Hasil ini jauh lebih menyedihkan dibandingkan musim sebelumnya. Jika pada MPL ID S16 RRQ masih mampu bertengger di peringkat ketujuh meski tidak lolos, musim ini mereka terancam menutup kompetisi sebagai juru kunci di posisi kesembilan.
BACA JUGA:
Menyikapi keterpurukan ini, Alfi Syahrin Nelphyana alias Khezcute, selaku pelatih kepala, tetap memberikan suntikan moral bagi anak asuhnya. Berikut adalah tiga pesan penting yang ditekankan Khezcute agar para pemain tetap profesional hingga akhir musim:
1. Menjaga Profesionalitas di Sisa Pertandingan
Hanya mampu mengemas satu kemenangan dari 12 laga selama tujuh pekan adalah kenyataan pahit yang harus ditelan. Khezcute menyadari bahwa peluang mereka sudah tertutup, namun ia menolak untuk membiarkan tim menyerah begitu saja.
“Mungkin, ya, mau gak mau ya, season ini udah ditentukan lah kita tidak dapat playoff, maybe. Jadi, I mean, sisa week kita masih tetep ada, kan?” ujar Khezcute.
Ia mengingatkan bahwa status mereka sebagai pemain profesional menuntut performa maksimal hingga laga terakhir.
“Kalian masih muda, menurut gua masih pengen, jadi masih bisa gitu as a pro player. Jadi dengan sisa week yang ada, tetap harus jadi yang terbaik," tegasnya.
2. Bertarung demi Kejelasan Karir di Masa Depan
Bagi Khezcute, penampilan apik di sisa musim bukan sekadar soal poin klasemen, melainkan investasi bagi diri pemain itu sendiri. Bagus atau tidaknya performa mereka saat ini akan menjadi catatan untuk masa depan, baik di RRQ maupun di tim lain.
“Tampilkan yang terbaik, karena gak ada yang tahu masa depan kalian bakal kayak gimana dan di mana. Main untuk kalian, for your future gitu, lho,” tambahnya.
Khezcute juga menilai bahwa mengakhiri musim dengan performa positif sangat penting untuk menjaga kekuatan mental di musim depan. Menurutnya, ketika pemain mampu bermain bagus di tengah tekanan, mental mereka akan jauh lebih siap menghadapi kompetisi berikutnya.

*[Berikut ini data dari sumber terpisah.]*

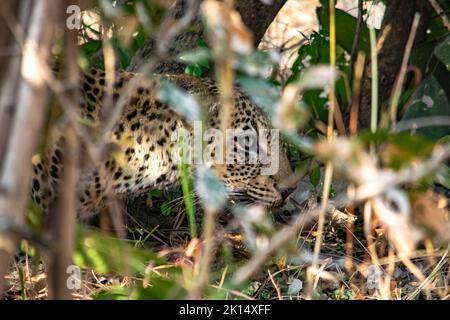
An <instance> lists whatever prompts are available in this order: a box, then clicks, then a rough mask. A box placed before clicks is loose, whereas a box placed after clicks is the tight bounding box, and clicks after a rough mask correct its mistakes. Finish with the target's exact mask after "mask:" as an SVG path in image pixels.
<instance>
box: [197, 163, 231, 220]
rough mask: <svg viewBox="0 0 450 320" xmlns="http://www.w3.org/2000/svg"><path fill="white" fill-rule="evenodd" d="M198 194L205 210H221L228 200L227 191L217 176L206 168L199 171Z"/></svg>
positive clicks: (197, 192) (214, 173)
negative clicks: (222, 207)
mask: <svg viewBox="0 0 450 320" xmlns="http://www.w3.org/2000/svg"><path fill="white" fill-rule="evenodd" d="M196 189H197V193H198V195H199V197H200V200H201V202H202V204H203V207H204V208H205V209H210V210H216V211H217V210H220V209H221V208H222V207H223V206H224V205H225V202H226V199H227V194H228V193H227V189H226V188H225V186H224V184H223V182H222V181H220V180H219V178H218V177H217V174H216V173H215V172H214V171H213V170H211V169H209V168H207V167H204V166H201V167H199V168H198V169H197V181H196Z"/></svg>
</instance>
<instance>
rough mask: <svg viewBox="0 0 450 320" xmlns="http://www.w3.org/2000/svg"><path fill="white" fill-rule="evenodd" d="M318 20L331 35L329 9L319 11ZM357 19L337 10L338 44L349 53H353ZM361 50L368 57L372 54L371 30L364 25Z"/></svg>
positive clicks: (363, 28)
mask: <svg viewBox="0 0 450 320" xmlns="http://www.w3.org/2000/svg"><path fill="white" fill-rule="evenodd" d="M317 18H318V19H319V23H320V27H321V28H323V29H324V30H326V32H327V34H330V15H329V11H328V7H326V8H318V9H317ZM356 23H357V22H356V18H355V17H353V16H352V15H350V14H348V13H347V12H345V11H342V10H340V9H336V30H338V32H337V34H336V42H337V44H338V45H340V46H341V47H343V48H344V49H345V50H346V51H347V52H351V51H352V46H353V38H354V35H355V32H356ZM359 49H360V50H362V51H364V52H365V53H366V54H367V55H368V54H369V53H370V40H369V28H368V27H367V25H366V24H365V23H363V25H362V28H361V38H360V43H359Z"/></svg>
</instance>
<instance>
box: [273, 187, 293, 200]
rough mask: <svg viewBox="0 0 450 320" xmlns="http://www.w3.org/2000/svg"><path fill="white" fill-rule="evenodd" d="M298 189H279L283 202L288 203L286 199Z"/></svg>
mask: <svg viewBox="0 0 450 320" xmlns="http://www.w3.org/2000/svg"><path fill="white" fill-rule="evenodd" d="M295 189H296V187H292V186H289V187H284V188H277V190H278V192H279V193H280V195H281V198H282V199H283V202H284V201H286V199H287V198H288V197H289V196H290V195H291V194H292V193H293V192H294V191H295Z"/></svg>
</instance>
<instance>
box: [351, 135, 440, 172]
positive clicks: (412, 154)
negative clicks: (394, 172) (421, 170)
mask: <svg viewBox="0 0 450 320" xmlns="http://www.w3.org/2000/svg"><path fill="white" fill-rule="evenodd" d="M359 140H360V141H361V142H363V143H364V144H366V146H367V147H368V146H369V145H376V146H378V147H380V148H381V150H380V156H381V158H382V159H383V161H384V162H385V163H386V165H387V166H389V167H391V168H393V169H400V168H402V167H403V166H406V165H408V164H410V163H411V161H413V160H415V159H420V158H424V157H427V156H429V155H430V153H431V152H432V150H433V148H434V146H435V143H434V142H433V141H430V140H429V139H426V138H424V137H421V136H417V135H416V136H415V135H410V134H409V133H392V132H388V131H377V132H375V133H371V132H367V131H365V132H363V133H361V134H360V136H359Z"/></svg>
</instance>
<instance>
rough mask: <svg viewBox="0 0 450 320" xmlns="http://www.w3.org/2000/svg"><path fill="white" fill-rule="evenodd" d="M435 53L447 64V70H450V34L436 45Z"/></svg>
mask: <svg viewBox="0 0 450 320" xmlns="http://www.w3.org/2000/svg"><path fill="white" fill-rule="evenodd" d="M434 54H435V55H436V57H437V58H438V59H439V60H440V61H441V62H442V63H443V64H444V65H445V67H446V68H447V70H448V71H450V36H448V37H447V38H446V39H445V40H444V41H442V43H441V44H439V45H438V46H437V47H436V49H435V50H434Z"/></svg>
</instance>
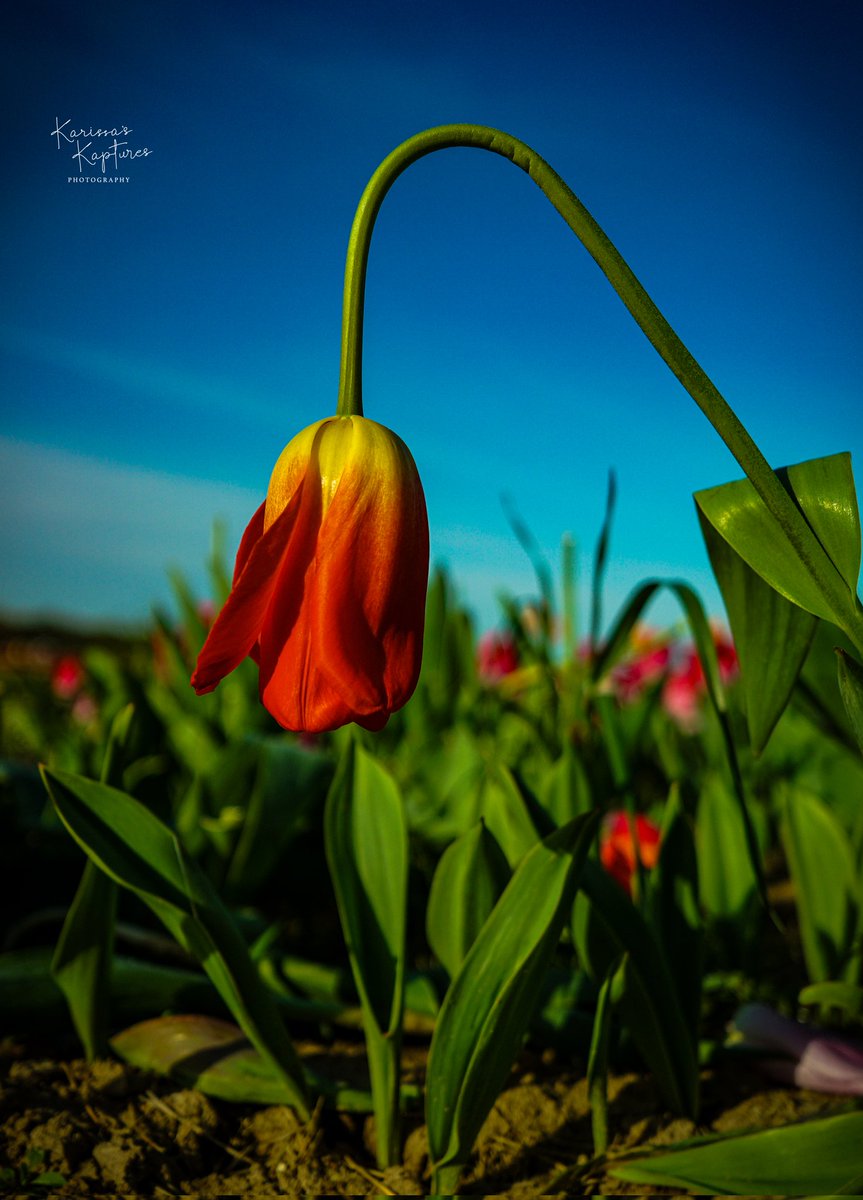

3. Mengembalikan Kegembiraan dalam Bermain
Di tengah situasi tim yang sedang "berdarah-darah", Khezcute mencoba menurunkan beban mental pemain dengan mengajak mereka kembali menikmati permainan.
“Maybe juga kalian happy, itu yang paling penting. Jadi, ya, hari ini just enjoy the game dan have fun,” tuturnya.
Meski kegagalan melaju ke playoff sudah menjadi kepastian yang tidak bisa diubah, semangat untuk menuntaskan jadwal pertandingan dengan kepala tegak tetap menjadi prioritas. Penampilan yang solid di sisa musim diharapkan mampu menjadi obat penawar bagi mental pemain sekaligus penghiburan bagi para pendukung setia yang masih berdiri di belakang RRQ Hoshi.